Com muitas lutas retratadas pela história e aspirando à modernização e renovação do país foi criada a Ordem dos Advogados do Brasil, em 1930, que, exercendo um serviço público, não possui vínculo funcional ou hierárquico com a administração pública. À entidade compete promover a representação, defesa, seleção e disciplina dos advogados.

Nos dias atuais, o advogado ocupa uma função social de altíssima relevância, não só pelos preceitos contidos na Constituição da

República do Brasil, que em suas diretrizes conduz à indispensabilidade desse profissional na estrutura judicial, mas também por que reconhece o papel insubstituível da Advocacia no provimento jurisdicional ao lado da Magistratura e da Promotoria.

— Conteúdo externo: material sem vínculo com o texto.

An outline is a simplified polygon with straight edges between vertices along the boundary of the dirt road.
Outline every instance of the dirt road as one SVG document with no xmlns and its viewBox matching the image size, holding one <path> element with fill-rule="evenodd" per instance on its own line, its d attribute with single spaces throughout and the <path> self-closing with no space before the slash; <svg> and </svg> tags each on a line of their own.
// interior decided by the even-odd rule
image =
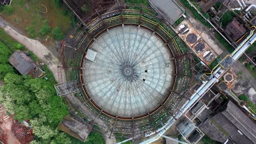
<svg viewBox="0 0 256 144">
<path fill-rule="evenodd" d="M 19 43 L 25 46 L 29 50 L 32 51 L 41 61 L 46 64 L 51 71 L 57 81 L 59 82 L 57 65 L 59 59 L 47 47 L 38 40 L 30 39 L 20 34 L 17 31 L 9 26 L 9 23 L 0 17 L 0 27 L 5 32 L 16 39 Z"/>
</svg>

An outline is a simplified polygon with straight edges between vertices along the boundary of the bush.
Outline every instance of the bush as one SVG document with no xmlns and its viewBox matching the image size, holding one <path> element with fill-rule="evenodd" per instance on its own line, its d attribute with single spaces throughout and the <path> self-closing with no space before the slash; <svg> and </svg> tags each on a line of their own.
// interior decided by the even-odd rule
<svg viewBox="0 0 256 144">
<path fill-rule="evenodd" d="M 36 29 L 33 27 L 26 27 L 26 30 L 28 32 L 28 34 L 30 35 L 31 38 L 34 38 L 37 35 L 37 31 Z"/>
<path fill-rule="evenodd" d="M 57 8 L 59 9 L 61 7 L 61 4 L 62 3 L 61 0 L 54 0 L 54 2 Z"/>
<path fill-rule="evenodd" d="M 40 33 L 41 33 L 42 35 L 44 35 L 46 34 L 48 34 L 51 32 L 51 27 L 48 25 L 48 22 L 46 22 L 44 23 L 43 26 L 42 26 L 41 29 L 39 31 Z"/>
<path fill-rule="evenodd" d="M 22 50 L 24 46 L 17 42 L 15 39 L 8 35 L 3 29 L 0 28 L 0 41 L 4 42 L 4 44 L 13 50 Z"/>
<path fill-rule="evenodd" d="M 64 38 L 61 29 L 57 27 L 53 30 L 53 37 L 56 40 L 61 40 Z"/>
<path fill-rule="evenodd" d="M 3 12 L 7 15 L 9 15 L 13 11 L 13 7 L 11 6 L 8 6 L 7 5 L 4 5 L 4 7 L 3 8 Z"/>
</svg>

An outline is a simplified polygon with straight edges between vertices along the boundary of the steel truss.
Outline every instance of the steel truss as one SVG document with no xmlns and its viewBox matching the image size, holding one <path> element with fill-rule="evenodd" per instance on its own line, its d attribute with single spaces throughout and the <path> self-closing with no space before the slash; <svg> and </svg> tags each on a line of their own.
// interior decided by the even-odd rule
<svg viewBox="0 0 256 144">
<path fill-rule="evenodd" d="M 185 44 L 176 37 L 177 34 L 173 28 L 164 20 L 157 18 L 154 13 L 143 10 L 118 9 L 106 14 L 96 14 L 97 16 L 88 21 L 85 26 L 74 29 L 72 39 L 68 38 L 62 43 L 62 63 L 58 67 L 58 70 L 61 71 L 59 71 L 59 77 L 62 79 L 60 81 L 75 81 L 76 85 L 72 87 L 79 91 L 75 94 L 67 93 L 65 98 L 72 111 L 80 111 L 83 116 L 81 117 L 91 124 L 100 126 L 106 133 L 110 131 L 109 137 L 113 137 L 112 134 L 123 134 L 127 138 L 136 139 L 157 133 L 166 125 L 177 119 L 176 114 L 182 106 L 182 103 L 189 99 L 188 89 L 193 75 L 191 52 Z M 124 118 L 109 115 L 104 107 L 97 107 L 94 103 L 94 98 L 88 95 L 84 87 L 86 83 L 81 80 L 82 71 L 86 68 L 80 64 L 87 49 L 100 34 L 118 26 L 130 25 L 149 29 L 162 39 L 173 57 L 175 73 L 172 75 L 175 80 L 168 97 L 154 111 L 140 117 Z M 62 74 L 63 70 L 65 74 Z M 98 123 L 99 121 L 102 122 Z"/>
</svg>

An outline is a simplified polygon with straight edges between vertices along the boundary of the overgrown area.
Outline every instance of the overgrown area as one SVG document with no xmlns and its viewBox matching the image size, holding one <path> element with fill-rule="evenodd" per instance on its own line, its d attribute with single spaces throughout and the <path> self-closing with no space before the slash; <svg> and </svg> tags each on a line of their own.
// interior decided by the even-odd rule
<svg viewBox="0 0 256 144">
<path fill-rule="evenodd" d="M 117 133 L 115 134 L 115 139 L 117 140 L 117 142 L 121 142 L 125 140 L 127 140 L 128 138 L 126 137 L 125 135 L 120 133 Z M 124 144 L 132 144 L 132 142 L 131 141 L 126 141 L 123 143 Z"/>
<path fill-rule="evenodd" d="M 65 115 L 69 115 L 67 106 L 56 95 L 53 74 L 46 70 L 48 79 L 32 79 L 23 76 L 9 63 L 8 59 L 14 51 L 27 51 L 22 45 L 0 28 L 0 103 L 4 105 L 14 118 L 22 122 L 29 120 L 34 140 L 31 143 L 105 143 L 101 134 L 94 131 L 85 142 L 72 137 L 57 129 Z M 28 54 L 38 61 L 32 52 Z M 52 80 L 54 79 L 54 80 Z"/>
<path fill-rule="evenodd" d="M 245 101 L 247 106 L 250 107 L 254 112 L 256 112 L 256 104 L 251 101 L 247 95 L 243 94 L 239 96 L 238 98 L 240 100 Z"/>
<path fill-rule="evenodd" d="M 71 25 L 77 22 L 75 16 L 60 0 L 13 1 L 11 6 L 0 8 L 0 13 L 13 26 L 44 44 L 50 44 L 53 39 L 63 39 Z"/>
<path fill-rule="evenodd" d="M 232 21 L 233 18 L 236 16 L 236 14 L 233 13 L 233 11 L 230 10 L 228 10 L 225 12 L 222 17 L 222 27 L 226 27 Z"/>
<path fill-rule="evenodd" d="M 203 144 L 218 144 L 221 143 L 221 142 L 219 142 L 218 141 L 216 141 L 211 139 L 209 136 L 207 135 L 205 135 L 203 138 L 200 141 L 201 142 L 199 143 L 203 143 Z"/>
</svg>

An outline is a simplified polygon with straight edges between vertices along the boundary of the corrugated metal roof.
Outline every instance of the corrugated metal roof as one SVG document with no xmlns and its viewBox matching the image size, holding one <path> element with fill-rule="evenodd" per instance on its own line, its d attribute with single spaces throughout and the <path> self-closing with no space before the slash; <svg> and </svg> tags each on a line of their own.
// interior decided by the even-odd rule
<svg viewBox="0 0 256 144">
<path fill-rule="evenodd" d="M 25 53 L 15 51 L 9 58 L 9 62 L 22 75 L 27 75 L 38 66 Z"/>
</svg>

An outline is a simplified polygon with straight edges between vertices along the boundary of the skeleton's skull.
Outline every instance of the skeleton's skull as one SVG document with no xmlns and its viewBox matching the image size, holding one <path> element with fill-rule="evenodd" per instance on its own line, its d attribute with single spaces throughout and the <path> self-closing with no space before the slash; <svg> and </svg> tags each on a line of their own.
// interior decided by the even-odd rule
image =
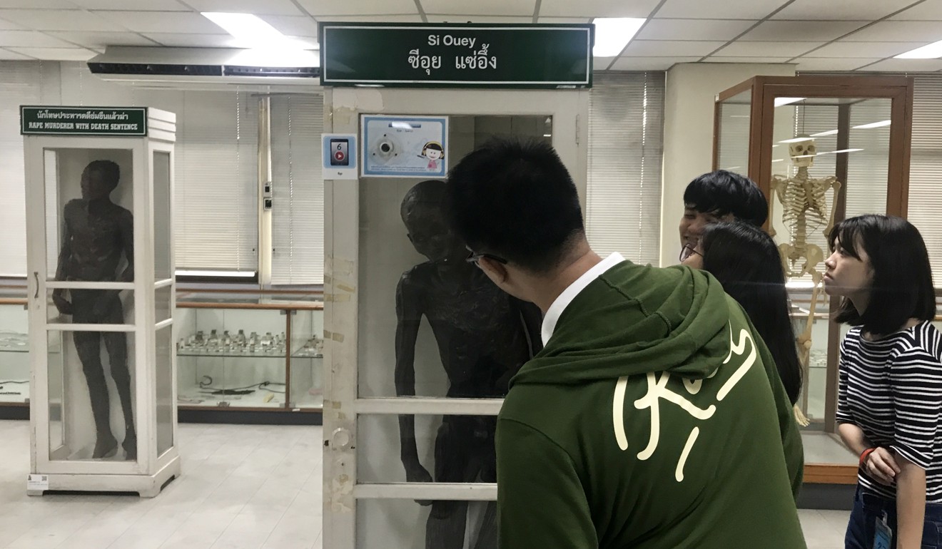
<svg viewBox="0 0 942 549">
<path fill-rule="evenodd" d="M 797 168 L 807 168 L 814 164 L 817 153 L 818 146 L 815 145 L 815 140 L 811 137 L 788 143 L 788 155 L 791 156 L 791 162 Z"/>
</svg>

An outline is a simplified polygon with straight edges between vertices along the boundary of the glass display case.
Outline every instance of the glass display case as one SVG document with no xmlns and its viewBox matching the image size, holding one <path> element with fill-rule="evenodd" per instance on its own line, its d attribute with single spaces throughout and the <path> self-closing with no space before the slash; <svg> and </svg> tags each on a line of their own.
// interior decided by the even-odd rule
<svg viewBox="0 0 942 549">
<path fill-rule="evenodd" d="M 171 335 L 176 117 L 143 107 L 21 112 L 30 475 L 40 479 L 27 493 L 153 497 L 180 473 Z"/>
<path fill-rule="evenodd" d="M 319 424 L 319 299 L 289 291 L 181 293 L 176 336 L 181 418 Z M 209 411 L 214 413 L 207 415 Z M 284 412 L 316 413 L 304 418 L 272 413 Z"/>
<path fill-rule="evenodd" d="M 838 466 L 828 471 L 842 481 L 854 478 L 856 456 L 836 434 L 847 329 L 829 320 L 826 235 L 853 216 L 906 216 L 912 97 L 912 78 L 898 76 L 756 76 L 717 96 L 714 169 L 748 176 L 769 200 L 804 370 L 805 462 Z"/>
</svg>

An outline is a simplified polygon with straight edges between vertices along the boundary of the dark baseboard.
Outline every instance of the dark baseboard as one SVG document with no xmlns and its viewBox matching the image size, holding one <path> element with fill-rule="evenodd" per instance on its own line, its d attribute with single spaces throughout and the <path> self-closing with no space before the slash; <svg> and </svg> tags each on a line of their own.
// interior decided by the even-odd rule
<svg viewBox="0 0 942 549">
<path fill-rule="evenodd" d="M 849 511 L 853 508 L 856 484 L 804 484 L 798 494 L 798 509 Z"/>
</svg>

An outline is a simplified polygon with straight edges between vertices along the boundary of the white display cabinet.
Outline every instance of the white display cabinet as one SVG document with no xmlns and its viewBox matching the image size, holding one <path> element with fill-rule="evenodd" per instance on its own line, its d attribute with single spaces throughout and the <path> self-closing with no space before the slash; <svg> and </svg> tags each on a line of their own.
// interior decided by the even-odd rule
<svg viewBox="0 0 942 549">
<path fill-rule="evenodd" d="M 0 291 L 0 407 L 5 412 L 29 403 L 29 340 L 26 300 Z M 17 419 L 26 414 L 10 414 Z"/>
<path fill-rule="evenodd" d="M 153 108 L 22 107 L 27 492 L 154 496 L 176 446 L 173 142 Z"/>
</svg>

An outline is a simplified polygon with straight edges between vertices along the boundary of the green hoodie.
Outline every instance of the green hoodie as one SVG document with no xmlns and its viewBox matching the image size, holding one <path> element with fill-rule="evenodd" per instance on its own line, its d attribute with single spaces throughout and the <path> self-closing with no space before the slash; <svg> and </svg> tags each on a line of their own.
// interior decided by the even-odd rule
<svg viewBox="0 0 942 549">
<path fill-rule="evenodd" d="M 590 283 L 500 411 L 500 546 L 804 548 L 801 439 L 755 333 L 702 271 Z"/>
</svg>

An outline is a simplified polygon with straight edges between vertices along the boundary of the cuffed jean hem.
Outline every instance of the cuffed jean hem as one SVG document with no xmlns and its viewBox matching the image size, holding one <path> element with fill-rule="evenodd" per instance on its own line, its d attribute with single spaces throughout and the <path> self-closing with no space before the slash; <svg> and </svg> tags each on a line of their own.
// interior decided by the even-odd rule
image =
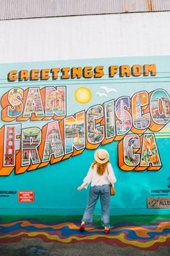
<svg viewBox="0 0 170 256">
<path fill-rule="evenodd" d="M 82 221 L 85 221 L 87 224 L 93 224 L 93 220 L 82 218 Z"/>
<path fill-rule="evenodd" d="M 109 222 L 101 221 L 101 225 L 103 226 L 110 227 L 110 223 Z"/>
</svg>

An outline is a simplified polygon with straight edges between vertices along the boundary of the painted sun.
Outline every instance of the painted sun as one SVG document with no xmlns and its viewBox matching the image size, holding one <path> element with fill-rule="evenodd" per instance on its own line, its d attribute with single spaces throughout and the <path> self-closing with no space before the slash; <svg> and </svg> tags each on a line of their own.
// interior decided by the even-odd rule
<svg viewBox="0 0 170 256">
<path fill-rule="evenodd" d="M 87 87 L 80 87 L 76 90 L 75 97 L 77 102 L 86 104 L 91 100 L 92 93 Z"/>
</svg>

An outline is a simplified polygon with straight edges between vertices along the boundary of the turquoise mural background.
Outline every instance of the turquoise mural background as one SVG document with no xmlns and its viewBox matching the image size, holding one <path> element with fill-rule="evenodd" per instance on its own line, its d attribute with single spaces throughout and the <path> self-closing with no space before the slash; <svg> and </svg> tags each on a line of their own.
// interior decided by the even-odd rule
<svg viewBox="0 0 170 256">
<path fill-rule="evenodd" d="M 109 78 L 109 67 L 113 65 L 119 66 L 135 64 L 152 64 L 156 65 L 157 74 L 154 77 L 119 78 L 116 75 Z M 63 67 L 85 67 L 98 65 L 104 66 L 105 75 L 98 79 L 68 79 L 47 81 L 8 82 L 7 74 L 12 70 L 33 70 Z M 0 96 L 12 88 L 20 87 L 26 89 L 29 86 L 39 86 L 40 88 L 48 86 L 67 86 L 67 116 L 74 115 L 82 110 L 87 110 L 90 107 L 97 104 L 103 104 L 106 101 L 120 96 L 132 95 L 140 91 L 150 92 L 157 88 L 165 89 L 170 94 L 170 57 L 120 57 L 95 59 L 78 59 L 41 62 L 32 63 L 12 63 L 0 65 Z M 75 92 L 79 88 L 85 86 L 92 92 L 92 99 L 86 104 L 81 104 L 75 99 Z M 113 87 L 116 92 L 112 92 L 108 97 L 99 97 L 95 93 L 102 86 Z M 50 121 L 25 121 L 22 128 L 42 128 Z M 10 124 L 18 122 L 12 121 Z M 1 121 L 1 127 L 7 124 Z M 111 215 L 132 214 L 169 214 L 169 209 L 148 209 L 147 197 L 151 196 L 153 189 L 169 189 L 168 178 L 170 176 L 169 146 L 170 125 L 166 124 L 160 132 L 155 133 L 158 148 L 163 167 L 159 170 L 153 171 L 129 171 L 120 170 L 118 167 L 117 144 L 119 141 L 113 141 L 104 146 L 100 146 L 109 151 L 110 161 L 114 170 L 117 182 L 115 184 L 116 194 L 111 197 Z M 4 190 L 34 190 L 35 202 L 33 203 L 21 203 L 17 202 L 17 194 L 8 197 L 0 195 L 0 210 L 1 214 L 56 214 L 77 215 L 82 214 L 88 199 L 88 190 L 78 192 L 77 187 L 80 186 L 86 176 L 90 163 L 93 161 L 95 150 L 85 151 L 68 160 L 32 171 L 26 171 L 23 174 L 16 175 L 13 171 L 9 176 L 0 176 L 0 191 Z M 98 202 L 95 213 L 100 212 Z"/>
</svg>

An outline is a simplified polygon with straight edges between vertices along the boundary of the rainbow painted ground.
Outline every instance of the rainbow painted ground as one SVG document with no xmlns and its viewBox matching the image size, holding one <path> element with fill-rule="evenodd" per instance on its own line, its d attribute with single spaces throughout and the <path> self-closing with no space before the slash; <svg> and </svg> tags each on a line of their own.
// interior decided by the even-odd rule
<svg viewBox="0 0 170 256">
<path fill-rule="evenodd" d="M 159 246 L 170 247 L 170 220 L 161 219 L 147 225 L 132 222 L 116 222 L 109 234 L 102 227 L 88 226 L 79 231 L 80 220 L 42 221 L 40 219 L 0 220 L 0 243 L 12 243 L 22 238 L 40 238 L 45 242 L 77 243 L 80 241 L 116 244 L 143 250 L 155 250 Z"/>
</svg>

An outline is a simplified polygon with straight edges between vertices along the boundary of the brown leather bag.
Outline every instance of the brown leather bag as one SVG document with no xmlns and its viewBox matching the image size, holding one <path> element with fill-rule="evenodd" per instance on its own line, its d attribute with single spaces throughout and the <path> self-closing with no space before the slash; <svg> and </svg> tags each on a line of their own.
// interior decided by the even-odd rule
<svg viewBox="0 0 170 256">
<path fill-rule="evenodd" d="M 108 169 L 107 169 L 107 173 L 108 173 L 108 175 L 109 175 Z M 115 191 L 114 186 L 113 186 L 112 184 L 110 184 L 110 194 L 111 194 L 111 196 L 114 196 L 115 194 L 116 194 L 116 191 Z"/>
</svg>

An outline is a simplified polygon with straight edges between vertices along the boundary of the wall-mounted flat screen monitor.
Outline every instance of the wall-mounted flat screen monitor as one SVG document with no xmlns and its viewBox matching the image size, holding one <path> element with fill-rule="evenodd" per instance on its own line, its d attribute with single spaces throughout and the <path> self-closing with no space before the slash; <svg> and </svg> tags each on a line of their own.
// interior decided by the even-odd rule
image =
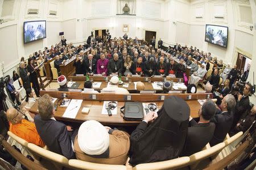
<svg viewBox="0 0 256 170">
<path fill-rule="evenodd" d="M 24 43 L 46 38 L 46 21 L 24 22 L 23 24 Z"/>
<path fill-rule="evenodd" d="M 213 44 L 227 48 L 228 31 L 229 28 L 228 27 L 206 24 L 204 40 Z"/>
</svg>

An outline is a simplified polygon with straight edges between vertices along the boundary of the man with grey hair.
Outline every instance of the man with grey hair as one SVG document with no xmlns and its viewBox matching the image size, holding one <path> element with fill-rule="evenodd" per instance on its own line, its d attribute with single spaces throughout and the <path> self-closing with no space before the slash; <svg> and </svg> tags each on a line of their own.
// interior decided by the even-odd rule
<svg viewBox="0 0 256 170">
<path fill-rule="evenodd" d="M 23 85 L 25 90 L 27 89 L 31 89 L 31 86 L 30 85 L 30 73 L 27 72 L 27 69 L 25 68 L 25 63 L 24 61 L 21 61 L 20 64 L 19 69 L 19 76 L 23 82 Z"/>
<path fill-rule="evenodd" d="M 222 99 L 221 103 L 222 111 L 217 109 L 216 114 L 210 121 L 216 125 L 213 136 L 209 142 L 210 146 L 222 142 L 230 130 L 234 119 L 235 106 L 236 99 L 232 94 L 228 94 Z"/>
</svg>

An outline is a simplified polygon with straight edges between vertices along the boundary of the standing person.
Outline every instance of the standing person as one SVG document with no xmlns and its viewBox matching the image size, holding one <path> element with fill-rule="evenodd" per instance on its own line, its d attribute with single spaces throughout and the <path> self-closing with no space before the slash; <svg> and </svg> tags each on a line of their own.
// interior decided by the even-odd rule
<svg viewBox="0 0 256 170">
<path fill-rule="evenodd" d="M 28 65 L 27 66 L 27 71 L 30 73 L 30 81 L 32 82 L 32 86 L 35 90 L 35 93 L 36 97 L 39 97 L 40 96 L 40 86 L 38 83 L 38 74 L 36 73 L 36 69 L 38 67 L 35 65 L 34 60 L 30 58 L 28 60 Z"/>
<path fill-rule="evenodd" d="M 23 85 L 25 90 L 28 88 L 31 88 L 29 77 L 30 74 L 30 73 L 28 72 L 27 69 L 25 68 L 25 63 L 24 61 L 21 61 L 20 64 L 19 75 L 20 76 Z"/>
<path fill-rule="evenodd" d="M 97 73 L 101 74 L 103 76 L 106 76 L 108 74 L 108 64 L 109 60 L 105 59 L 103 53 L 100 54 L 100 59 L 97 61 Z"/>
</svg>

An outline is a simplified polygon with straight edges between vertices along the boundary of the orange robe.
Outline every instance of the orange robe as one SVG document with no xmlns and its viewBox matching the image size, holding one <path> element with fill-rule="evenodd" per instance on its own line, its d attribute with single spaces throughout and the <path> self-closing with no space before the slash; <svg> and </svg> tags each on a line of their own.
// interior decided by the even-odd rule
<svg viewBox="0 0 256 170">
<path fill-rule="evenodd" d="M 36 131 L 34 123 L 23 119 L 21 123 L 10 123 L 9 130 L 28 142 L 43 147 L 46 146 Z"/>
</svg>

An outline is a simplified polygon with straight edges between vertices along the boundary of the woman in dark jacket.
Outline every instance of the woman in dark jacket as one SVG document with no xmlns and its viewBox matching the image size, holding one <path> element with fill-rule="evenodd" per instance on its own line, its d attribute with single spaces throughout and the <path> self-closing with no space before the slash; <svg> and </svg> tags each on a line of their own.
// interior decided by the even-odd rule
<svg viewBox="0 0 256 170">
<path fill-rule="evenodd" d="M 38 75 L 36 73 L 36 69 L 38 67 L 34 63 L 34 60 L 29 58 L 28 60 L 28 65 L 27 66 L 27 70 L 30 73 L 30 82 L 32 82 L 32 86 L 35 90 L 35 93 L 38 97 L 39 97 L 40 86 L 38 83 Z"/>
</svg>

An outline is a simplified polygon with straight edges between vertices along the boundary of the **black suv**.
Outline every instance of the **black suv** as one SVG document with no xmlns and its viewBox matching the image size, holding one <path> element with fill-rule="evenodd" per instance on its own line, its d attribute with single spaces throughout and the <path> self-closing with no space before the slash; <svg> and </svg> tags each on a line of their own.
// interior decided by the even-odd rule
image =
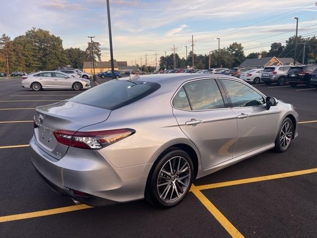
<svg viewBox="0 0 317 238">
<path fill-rule="evenodd" d="M 293 88 L 299 84 L 305 84 L 307 87 L 312 87 L 312 73 L 316 67 L 317 65 L 292 66 L 287 71 L 286 81 Z"/>
<path fill-rule="evenodd" d="M 311 78 L 311 86 L 317 88 L 317 68 L 312 73 L 312 78 Z"/>
</svg>

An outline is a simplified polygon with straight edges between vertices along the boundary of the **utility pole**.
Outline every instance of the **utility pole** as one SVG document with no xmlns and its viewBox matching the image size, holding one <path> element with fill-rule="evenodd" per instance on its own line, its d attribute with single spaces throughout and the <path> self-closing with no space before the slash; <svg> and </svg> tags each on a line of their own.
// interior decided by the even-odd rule
<svg viewBox="0 0 317 238">
<path fill-rule="evenodd" d="M 211 51 L 209 52 L 209 68 L 210 68 L 210 65 L 211 61 Z"/>
<path fill-rule="evenodd" d="M 218 40 L 218 67 L 220 67 L 220 38 L 216 38 Z"/>
<path fill-rule="evenodd" d="M 194 70 L 194 42 L 196 42 L 197 41 L 194 41 L 194 35 L 192 35 L 192 62 L 193 64 L 193 70 Z M 191 42 L 191 41 L 189 41 Z"/>
<path fill-rule="evenodd" d="M 297 53 L 297 32 L 298 31 L 298 17 L 294 17 L 293 19 L 296 19 L 296 34 L 295 35 L 295 52 L 294 55 L 294 63 L 295 65 L 296 64 L 296 55 Z"/>
<path fill-rule="evenodd" d="M 185 63 L 185 66 L 187 67 L 187 46 L 184 46 L 184 47 L 186 47 L 186 63 Z"/>
<path fill-rule="evenodd" d="M 142 57 L 140 58 L 140 60 L 141 61 L 141 71 L 142 71 Z"/>
<path fill-rule="evenodd" d="M 303 60 L 302 60 L 302 64 L 304 64 L 304 61 L 305 60 L 305 48 L 306 47 L 306 42 L 304 42 L 304 51 L 303 52 Z"/>
<path fill-rule="evenodd" d="M 91 56 L 93 60 L 93 67 L 94 67 L 94 75 L 93 75 L 93 79 L 95 81 L 95 59 L 94 58 L 94 50 L 93 47 L 93 38 L 94 38 L 94 36 L 87 36 L 88 38 L 90 38 L 91 42 Z"/>
<path fill-rule="evenodd" d="M 114 79 L 114 63 L 113 62 L 113 51 L 112 50 L 112 36 L 111 33 L 111 21 L 110 19 L 110 5 L 109 0 L 107 1 L 107 13 L 108 15 L 108 29 L 109 31 L 109 44 L 110 45 L 110 60 L 111 61 L 111 74 Z"/>
</svg>

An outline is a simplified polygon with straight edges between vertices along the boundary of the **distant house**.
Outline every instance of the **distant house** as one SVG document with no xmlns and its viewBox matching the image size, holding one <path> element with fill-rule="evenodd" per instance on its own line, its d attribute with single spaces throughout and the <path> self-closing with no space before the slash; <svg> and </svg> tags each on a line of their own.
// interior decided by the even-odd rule
<svg viewBox="0 0 317 238">
<path fill-rule="evenodd" d="M 272 57 L 261 57 L 259 56 L 257 59 L 247 59 L 240 65 L 240 67 L 256 67 L 264 68 L 265 66 L 272 65 L 293 65 L 293 58 L 277 58 Z M 296 61 L 296 64 L 301 64 Z"/>
</svg>

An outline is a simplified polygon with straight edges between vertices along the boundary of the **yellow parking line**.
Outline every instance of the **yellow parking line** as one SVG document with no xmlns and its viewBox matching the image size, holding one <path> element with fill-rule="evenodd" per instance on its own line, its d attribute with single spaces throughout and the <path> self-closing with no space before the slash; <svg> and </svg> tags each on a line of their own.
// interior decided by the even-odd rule
<svg viewBox="0 0 317 238">
<path fill-rule="evenodd" d="M 219 210 L 201 192 L 198 187 L 194 184 L 192 185 L 190 190 L 203 203 L 217 221 L 234 238 L 244 237 L 237 229 L 222 215 Z"/>
<path fill-rule="evenodd" d="M 0 146 L 0 149 L 9 149 L 10 148 L 27 147 L 30 145 L 7 145 L 5 146 Z"/>
<path fill-rule="evenodd" d="M 307 120 L 306 121 L 300 121 L 298 122 L 299 124 L 302 124 L 303 123 L 313 123 L 313 122 L 317 122 L 317 120 Z"/>
<path fill-rule="evenodd" d="M 8 120 L 6 121 L 0 121 L 0 123 L 22 123 L 22 122 L 33 122 L 33 120 Z"/>
<path fill-rule="evenodd" d="M 35 109 L 35 108 L 0 108 L 0 110 L 26 110 L 29 109 Z"/>
<path fill-rule="evenodd" d="M 0 101 L 0 103 L 5 103 L 7 102 L 45 102 L 47 101 L 63 101 L 64 99 L 61 99 L 59 100 L 8 100 L 8 101 Z"/>
<path fill-rule="evenodd" d="M 54 94 L 54 95 L 51 95 L 51 94 L 40 94 L 40 95 L 10 95 L 10 97 L 39 97 L 41 96 L 76 96 L 78 94 Z"/>
<path fill-rule="evenodd" d="M 85 204 L 75 205 L 68 207 L 59 207 L 53 209 L 44 210 L 37 212 L 28 212 L 26 213 L 21 213 L 20 214 L 10 215 L 0 217 L 0 223 L 16 221 L 17 220 L 27 219 L 28 218 L 33 218 L 34 217 L 43 217 L 44 216 L 49 216 L 64 212 L 73 212 L 79 210 L 87 209 L 92 207 L 87 206 Z"/>
<path fill-rule="evenodd" d="M 216 188 L 217 187 L 232 186 L 233 185 L 243 184 L 244 183 L 249 183 L 250 182 L 260 182 L 261 181 L 265 181 L 267 180 L 276 179 L 277 178 L 282 178 L 293 176 L 298 176 L 299 175 L 312 174 L 313 173 L 317 173 L 317 168 L 310 169 L 309 170 L 294 171 L 293 172 L 278 174 L 277 175 L 267 175 L 260 177 L 251 178 L 244 178 L 243 179 L 234 180 L 233 181 L 228 181 L 226 182 L 211 183 L 210 184 L 201 185 L 200 186 L 196 186 L 196 188 L 199 190 L 210 189 L 211 188 Z"/>
</svg>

O advogado deve viver em constante aprimoramento sociocultural, deve ser correto, diligente, dedicado, e não temer novos paradigmas, além de possuir vasta cultura jurídica.

Na verdade, este profissional vive em permanente vigilância, estando à disposição não só de seus constituintes, mas, sobretudo, para a manutenção do Estado Democrático de Direito.

Também no exercício profissional o advogado utiliza seus dons e sentidos, que, aplicados a sua técnica jurídica, buscam o equilíbrio e a harmonia entre a razão e a emoção, pois não raras vezes lhe são entregues angústias, sofrimentos, dores, inconformismos, incertezas e muitos outros sentimentos ocultos no ser humano, para que, exercendo seu mister, com consciência e responsabilidade, possa apresentar a melhor orientação jurídica para amenizar o estado de espírito de seu cliente e, muitas das vezes, resgatar a sua paz.

Por estas razões é que o advogado deve exercer sua atividade com a garantia constitucional da inviolabilidade e no mais alto grau de suas prerrogativas.

Estas, ao contrário do que muitos pensam, não guardam qualquer relação com privilégios profissionais, mas se tratam de uma verdadeira proteção ao constituinte que confiou ao advogado confissões, inclusive de esfera íntima, que devem ser devidamente resguardadas e protegidas.

Enfim, o advogado é um ser que veste, como sua verdadeira beca, o peso da responsabilidade de lutar pelos direitos de quem lhe confiou tal missão, não importando o tamanho do sacrifício.